Baden war einst liberales Stammland. Doch in Karlsruhe sehnt man sich nach einer anderen liberalen Partei als der derzeitigen FDP. Gerechtere Steuerpolitik, Bürgerrechte, Datenschutz – das sind die Stichworte, die die Badener der FDP am Tag nach dem Wahldesaster ins Stammbuch schreiben.

Von Ludger Fittkau |
    Blücherstraße 32 in Karlsruhe. Die Geschäftsstelle der FDP ist geschlossen. An der Tür hängt ein Zettel, mit dem die örtliche Kirchengemeinde um Altpapier bittet. Klingeln nützt nichts, heute am Tag nach dem liberalen Desaster im Bund ist niemand da. Dabei hat die FDP in ihrer einstigen Hochburg Karlsruhe noch gut abgeschnitten – 6 Prozent lautet das Bundestagsergebnis.

    "Baden – das hat es ja eine besondere liberale Geschichte gegeben. Deutschland würde es sonst vielleicht gar nicht geben. Baden war immer revolutionär, aber liberal. Das Volk regiert"
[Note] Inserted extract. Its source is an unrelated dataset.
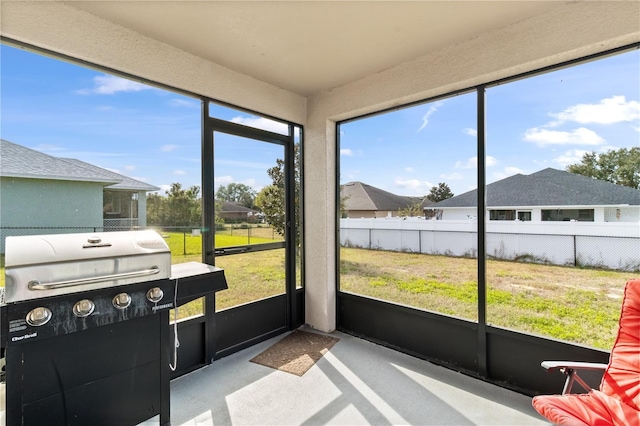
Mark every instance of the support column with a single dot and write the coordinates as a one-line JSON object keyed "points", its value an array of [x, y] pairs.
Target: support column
{"points": [[320, 223]]}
    Sagt Peter Heidel auf der Kaiserstraße in der Karlsruher Innenstadt. Lange Zeit konnte die FDP von der besonderen liberalen Prägung des deutschen Südwestens profitieren, die ihre Wurzeln schon im aufgeklärten Absolutismus und in der bürgerlichen Revolution des 19. Jahrhunderts hat. Noch heute erzielen die Liberalen in vielen Gemeinden der Region immer noch Stimmenergebnisse weit über dem Bundesdurchschnitt. Auf der Straße erklärt Peter Heidel, warum:

    "Wenn sie hier die Wahlergebnisse angucken, dann wären sie mit diesem Wahlergebnis im Parlament. Bei uns gibt es immer noch sechs, sieben Prozent, da sind sie also drüber. Baden-Württemberg, nicht nur Baden, sondern gesamt Baden-Württemberg ist eigentlich liberales Stammland. Hier kommt der Theodor Heuss her, der erste Bundespräsident, also hier gibt es schon liberale Wurzeln. Ich denke mal, hier in Baden-Württemberg haben die wieder ne Chance, sie müssen sich wieder an ihre liberalen Wurzeln erinnern und wieder das tun, was sie eigentlich versprechen und das haben sie halt nicht gemacht."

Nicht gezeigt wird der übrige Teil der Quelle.